Many proposals have been made for processes to remove sulfur from solid and liquid carbonaceous fuels before the fuels are burned or converted to other fuels or other products. Some of these proposals include the use of alkali metal sulfides. In the case of liquid materials, for example, U.S. Pat. No. 1,413,005, Cobb, discloses removing sulfur from petroleum oil with an alkaline earth sulfide compound prepared by mixing 800 pounds of freshly burned lime (CaO) with a mixture of 600 pounds of commercial sulfide of soda (Na.sub.2 S) in 417 pounds of water. The oil and the sulfide compound are agitated together, with steam, at 212.degree. to 300.degree. F. U.S. Pat. No. 2,020,661, Schulze, discloses removing sulfur from petroleum and hydrocarbon liquids with an aqueous solution of sodium monosulfide or polysulfides, using excess alkalinity provided by adding sodium hydroxide solution, at 40.degree. to 90.degree. F. Proposals of this kind deal with elemental sulfur and sulfur compounds already in the liquid form, such as liquid mercaptans.
Removal of sulfur from solid fuels is generally more difficult. Typically, U.S. Pat. No. 3,472,624, Ridley, discloses that coke can be desulfurized by reacting it with Na.sub.2 S, initially containing 4 percent water and hydrogen at 1,000.degree. and 1,400.degree. F. in a kiln, then washing with water. According to the patentee, a major advantage is that the Na.sub.2 S can be recycled directly, without expensive conversion to Na.sub.2 C0.sub.3 or NaOH. Such desulfurization reactions are carried out at temperatures higher than the critical temperature of water (ca 706.degree. F.) so that they take place in a dry state. The temperatures employed are considerably above the thermal degradation temperatures for bituminous coals, for example, so valuable volatile constituents are lost rather than retained in the product feedstocks. At such high temperatures, moreover, some of the remaining constituents may be transformed into even less reactive compounds.
In contrast, the hydrothermal processes employ a distinctive form of treatment, as outlined above, that significantly upgrades the quality of raw particulate coal. The improved process of U.S. Pat. No. 4,092,125, Stambaugh and Chauhan, supra, is particularly effective for desulfurization of the coal and/or for increasing the chemical reactivity and improving the physical behavioral characteristics of the product feedstock.
Although the feedstocks produced by these last-mentioned processes are of outstanding quality, for some uses they may be prohibitively expensive; in particular where the required feedstock characteristics are such that the processes must include regeneration or frequent replacement of the aqueous treating solution.

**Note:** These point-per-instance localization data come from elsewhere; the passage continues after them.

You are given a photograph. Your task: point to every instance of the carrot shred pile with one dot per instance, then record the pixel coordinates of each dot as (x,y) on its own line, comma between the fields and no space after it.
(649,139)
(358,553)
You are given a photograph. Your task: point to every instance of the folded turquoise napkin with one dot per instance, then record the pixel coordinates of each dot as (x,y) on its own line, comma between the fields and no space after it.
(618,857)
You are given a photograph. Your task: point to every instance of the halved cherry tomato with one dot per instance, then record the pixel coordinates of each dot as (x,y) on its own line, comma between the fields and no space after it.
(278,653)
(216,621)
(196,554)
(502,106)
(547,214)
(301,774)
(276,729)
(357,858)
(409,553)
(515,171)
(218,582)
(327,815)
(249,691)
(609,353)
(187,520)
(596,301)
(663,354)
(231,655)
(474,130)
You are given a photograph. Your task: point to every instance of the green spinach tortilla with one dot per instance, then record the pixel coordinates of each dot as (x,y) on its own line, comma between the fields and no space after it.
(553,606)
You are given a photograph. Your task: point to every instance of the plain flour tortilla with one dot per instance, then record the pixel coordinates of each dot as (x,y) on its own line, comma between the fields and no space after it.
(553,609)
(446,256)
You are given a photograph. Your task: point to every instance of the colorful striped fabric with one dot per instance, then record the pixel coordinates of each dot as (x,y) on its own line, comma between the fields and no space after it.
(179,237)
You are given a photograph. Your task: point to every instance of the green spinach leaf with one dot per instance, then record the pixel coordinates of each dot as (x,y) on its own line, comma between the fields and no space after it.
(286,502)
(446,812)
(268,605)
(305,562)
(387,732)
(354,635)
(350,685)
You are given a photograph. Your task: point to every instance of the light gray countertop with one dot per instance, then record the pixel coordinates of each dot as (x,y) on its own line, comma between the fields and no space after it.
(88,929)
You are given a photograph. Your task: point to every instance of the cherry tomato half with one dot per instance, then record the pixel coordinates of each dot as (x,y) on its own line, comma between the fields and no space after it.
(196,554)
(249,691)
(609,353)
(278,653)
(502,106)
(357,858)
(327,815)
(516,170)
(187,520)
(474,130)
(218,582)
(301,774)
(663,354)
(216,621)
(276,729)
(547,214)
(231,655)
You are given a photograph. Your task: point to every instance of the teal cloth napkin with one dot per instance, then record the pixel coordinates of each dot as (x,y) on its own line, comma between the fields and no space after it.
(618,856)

The present invention provides a considerably less expensive process, yet retains most of the advantages of the improved hydrothermal processes, supra. The free-swelling index of the coal can be reduced substantially to unity, and the resulting feedstock can be rendered substantially non-caking and non-agglomerating under the conditions of its use in an ordinary gasifier, combustor, or liquefaction plant. It is understood that such terms as free-swelling index (FSI), non-agglomerating (NA) and the like are used as defined in ASTM Test No. D-720-67. FSI is a measure of the caking and agglomerating characteristics of the feedstock, since coals with high FSI values invariably cake and agglomerate, whereas FSI values near unity indicate that the feedstock will pass freely through a coal utilization process such as that employed in a gasifier. The improved characteristics of the feedstock produced by a process according to this invention, together with the highly pervasive encatalyzation of the feedstock with the calcium, magnesium, or dolomite produce a highly reactive feedstock. The catalyst incorporated in the coal acts as a sulfur absorber during gasification or combustion.
While the process of the present invention is not designed to remove sulfur from the coal during the process of converting it to a feedstock, the pervasive presence in the feedstock of a considerable quantity of calcium and/or magnesium causes an increased quantity of sulfur to be chemically bound in the ash from the gasifier or combustor. This may avoid or reduce the requirements for gas scrubbers which could otherwise be mandatory where a raw coal contains substantial amounts of sulfur.